Andrea Bocelli – Because I Believe debutta in prima visione il 5 aprile alle 21.15 su Sky Documentaries, con disponibilità in streaming su NOW e on demand.
Il documentario, diretto da Cosima Spender, racconta in prima persona la vita dell’artista, evitando il taglio celebrativo che spesso accompagna prodotti di questo tipo. Il prodotto lascia che Bocelli racconti se stesso, senza una voce esterna dominante, muovendosi tra il racconto del presente ed elementi d’archivio, senza tralasciare passaggi chiave della carriera.
Il film torna su episodi già noti, ma li riorganizza con una prospettiva più personale. La perdita della vista a dodici anni, gli anni nei piano bar, l’incontro con Zucchero che intercetta la sua voce in un demo.

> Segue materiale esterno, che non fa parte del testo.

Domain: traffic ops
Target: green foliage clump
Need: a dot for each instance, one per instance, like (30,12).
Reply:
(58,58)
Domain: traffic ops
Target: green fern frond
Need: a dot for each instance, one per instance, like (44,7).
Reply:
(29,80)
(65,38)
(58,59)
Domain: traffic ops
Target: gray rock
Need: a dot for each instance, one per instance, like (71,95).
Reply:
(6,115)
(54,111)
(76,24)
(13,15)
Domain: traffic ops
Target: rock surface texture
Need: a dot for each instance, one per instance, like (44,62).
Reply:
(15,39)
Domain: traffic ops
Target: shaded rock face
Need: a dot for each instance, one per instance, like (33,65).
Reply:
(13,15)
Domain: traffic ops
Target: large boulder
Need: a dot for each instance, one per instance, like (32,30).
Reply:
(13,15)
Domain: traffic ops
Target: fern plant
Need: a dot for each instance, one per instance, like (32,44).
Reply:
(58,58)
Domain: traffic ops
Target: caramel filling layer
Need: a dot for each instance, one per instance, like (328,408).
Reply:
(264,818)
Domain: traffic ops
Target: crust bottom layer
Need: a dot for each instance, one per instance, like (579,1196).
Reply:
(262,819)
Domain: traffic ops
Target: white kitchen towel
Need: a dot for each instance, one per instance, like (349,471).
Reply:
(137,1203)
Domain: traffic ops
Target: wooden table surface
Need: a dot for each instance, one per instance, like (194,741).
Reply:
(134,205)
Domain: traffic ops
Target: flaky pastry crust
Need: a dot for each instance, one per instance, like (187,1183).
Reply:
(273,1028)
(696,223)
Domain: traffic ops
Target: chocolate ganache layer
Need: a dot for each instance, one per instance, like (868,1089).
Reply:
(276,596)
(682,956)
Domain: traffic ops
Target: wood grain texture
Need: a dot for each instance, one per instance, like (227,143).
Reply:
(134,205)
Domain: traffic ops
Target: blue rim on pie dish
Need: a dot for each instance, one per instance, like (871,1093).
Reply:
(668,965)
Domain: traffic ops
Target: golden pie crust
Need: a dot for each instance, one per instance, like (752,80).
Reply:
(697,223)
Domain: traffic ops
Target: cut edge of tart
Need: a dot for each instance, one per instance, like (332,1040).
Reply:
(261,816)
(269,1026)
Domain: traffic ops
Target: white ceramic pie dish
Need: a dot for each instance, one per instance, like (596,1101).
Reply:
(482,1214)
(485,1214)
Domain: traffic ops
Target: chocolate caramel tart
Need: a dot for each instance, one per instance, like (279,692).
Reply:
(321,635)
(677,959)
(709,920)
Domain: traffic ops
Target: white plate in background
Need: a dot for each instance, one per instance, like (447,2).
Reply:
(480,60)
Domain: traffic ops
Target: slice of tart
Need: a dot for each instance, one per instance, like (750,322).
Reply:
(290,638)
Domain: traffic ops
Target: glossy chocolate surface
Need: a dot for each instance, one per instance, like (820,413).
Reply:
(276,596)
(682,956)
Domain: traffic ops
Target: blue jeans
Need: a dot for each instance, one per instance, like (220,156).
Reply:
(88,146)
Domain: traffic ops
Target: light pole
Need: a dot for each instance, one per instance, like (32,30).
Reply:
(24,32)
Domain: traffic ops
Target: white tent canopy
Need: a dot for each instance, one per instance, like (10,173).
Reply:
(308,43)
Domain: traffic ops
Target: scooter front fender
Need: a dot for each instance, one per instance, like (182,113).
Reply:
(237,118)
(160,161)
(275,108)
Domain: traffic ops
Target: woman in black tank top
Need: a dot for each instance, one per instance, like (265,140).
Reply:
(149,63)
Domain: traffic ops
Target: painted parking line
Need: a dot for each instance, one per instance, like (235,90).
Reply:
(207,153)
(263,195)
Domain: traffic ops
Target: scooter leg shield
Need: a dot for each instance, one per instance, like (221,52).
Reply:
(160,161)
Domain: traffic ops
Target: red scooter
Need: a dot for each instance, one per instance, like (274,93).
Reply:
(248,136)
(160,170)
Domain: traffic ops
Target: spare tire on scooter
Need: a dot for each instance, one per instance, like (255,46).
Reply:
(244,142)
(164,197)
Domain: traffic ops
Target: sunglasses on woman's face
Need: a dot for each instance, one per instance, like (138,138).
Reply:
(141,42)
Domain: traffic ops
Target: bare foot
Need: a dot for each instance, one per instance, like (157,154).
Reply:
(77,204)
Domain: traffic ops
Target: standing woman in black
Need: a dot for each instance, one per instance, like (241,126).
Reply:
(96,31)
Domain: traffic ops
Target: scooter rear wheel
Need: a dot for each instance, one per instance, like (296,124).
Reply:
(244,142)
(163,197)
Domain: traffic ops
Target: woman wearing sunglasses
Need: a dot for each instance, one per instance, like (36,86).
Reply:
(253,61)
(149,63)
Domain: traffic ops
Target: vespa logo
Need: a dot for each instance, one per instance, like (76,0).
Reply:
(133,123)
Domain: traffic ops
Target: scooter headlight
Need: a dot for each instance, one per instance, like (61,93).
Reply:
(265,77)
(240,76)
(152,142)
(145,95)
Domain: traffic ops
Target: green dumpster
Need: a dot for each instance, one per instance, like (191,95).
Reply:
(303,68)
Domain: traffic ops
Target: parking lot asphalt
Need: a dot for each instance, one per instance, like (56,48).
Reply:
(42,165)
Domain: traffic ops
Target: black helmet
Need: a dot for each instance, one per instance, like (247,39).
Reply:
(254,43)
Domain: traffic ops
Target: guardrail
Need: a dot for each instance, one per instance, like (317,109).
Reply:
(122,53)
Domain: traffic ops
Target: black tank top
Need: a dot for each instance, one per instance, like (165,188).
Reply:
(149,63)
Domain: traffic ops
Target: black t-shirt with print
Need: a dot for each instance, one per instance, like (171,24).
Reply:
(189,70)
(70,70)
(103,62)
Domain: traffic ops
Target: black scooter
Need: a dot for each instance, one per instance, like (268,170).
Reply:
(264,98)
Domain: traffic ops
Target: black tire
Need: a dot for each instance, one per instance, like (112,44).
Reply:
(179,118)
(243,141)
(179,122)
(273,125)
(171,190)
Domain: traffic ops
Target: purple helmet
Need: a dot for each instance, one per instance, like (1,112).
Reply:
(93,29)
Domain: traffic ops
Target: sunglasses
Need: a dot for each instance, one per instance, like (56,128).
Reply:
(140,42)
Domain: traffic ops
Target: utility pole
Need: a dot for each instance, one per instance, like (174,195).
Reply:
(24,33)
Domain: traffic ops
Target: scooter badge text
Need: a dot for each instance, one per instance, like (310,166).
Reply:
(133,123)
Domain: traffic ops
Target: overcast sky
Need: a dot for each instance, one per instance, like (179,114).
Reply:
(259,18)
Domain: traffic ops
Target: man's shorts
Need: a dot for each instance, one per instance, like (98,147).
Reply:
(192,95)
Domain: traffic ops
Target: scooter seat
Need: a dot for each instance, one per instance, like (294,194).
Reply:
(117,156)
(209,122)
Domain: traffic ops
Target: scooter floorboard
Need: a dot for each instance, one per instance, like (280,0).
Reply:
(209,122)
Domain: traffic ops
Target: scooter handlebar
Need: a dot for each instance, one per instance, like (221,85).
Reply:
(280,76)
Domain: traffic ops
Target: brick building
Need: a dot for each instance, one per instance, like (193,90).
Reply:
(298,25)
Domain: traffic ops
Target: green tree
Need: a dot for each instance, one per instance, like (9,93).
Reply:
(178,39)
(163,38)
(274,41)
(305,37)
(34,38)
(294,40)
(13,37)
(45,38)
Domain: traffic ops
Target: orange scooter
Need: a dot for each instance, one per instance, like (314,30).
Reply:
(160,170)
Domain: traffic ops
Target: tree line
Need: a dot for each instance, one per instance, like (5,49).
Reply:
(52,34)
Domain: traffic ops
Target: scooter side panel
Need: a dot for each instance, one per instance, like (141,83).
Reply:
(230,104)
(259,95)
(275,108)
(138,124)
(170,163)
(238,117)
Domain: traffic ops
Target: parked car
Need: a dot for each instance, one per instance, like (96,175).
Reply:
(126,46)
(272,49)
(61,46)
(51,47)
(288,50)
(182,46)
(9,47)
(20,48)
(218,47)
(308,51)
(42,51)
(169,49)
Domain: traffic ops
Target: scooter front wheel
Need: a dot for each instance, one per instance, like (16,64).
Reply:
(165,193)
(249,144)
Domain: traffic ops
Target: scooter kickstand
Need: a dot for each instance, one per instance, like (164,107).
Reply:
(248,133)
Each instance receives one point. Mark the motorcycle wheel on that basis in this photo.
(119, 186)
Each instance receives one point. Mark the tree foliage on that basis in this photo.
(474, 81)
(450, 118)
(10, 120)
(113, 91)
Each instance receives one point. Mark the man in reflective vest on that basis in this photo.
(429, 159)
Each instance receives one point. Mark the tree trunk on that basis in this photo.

Poi il passaggio decisivo: Time to Say Goodbye, il duetto con Sarah Brightman che lo porta fuori dal circuito lirico tradizionale e lo inserisce in un mercato globale.
Il documentario lavora su questo doppio registro: artista tecnico e figura popolare. Bocelli viene raccontato mentre prova, studia, si prepara, ma anche nel contesto familiare, lontano dal palco. La narrazione tiene insieme questi due livelli.
Nel corso del film emergono anche le collaborazioni che hanno ampliato il suo raggio d’azione, da Céline Dion a Jennifer Lopez fino a Dua Lipa. I numeri restano sullo sfondo ma definiscono la scala: quasi 90 milioni di dischi venduti, presenze costanti in eventi globali, riconoscimenti internazionali.
Andrea Bocelli – Because I Believe arriva in Italia dopo un primo passaggio internazionale e si inserisce in una fase in cui il racconto degli artisti passa sempre più spesso attraverso il formato documentario, con un controllo maggiore sulla propria immagine e sulla narrazione pubblica.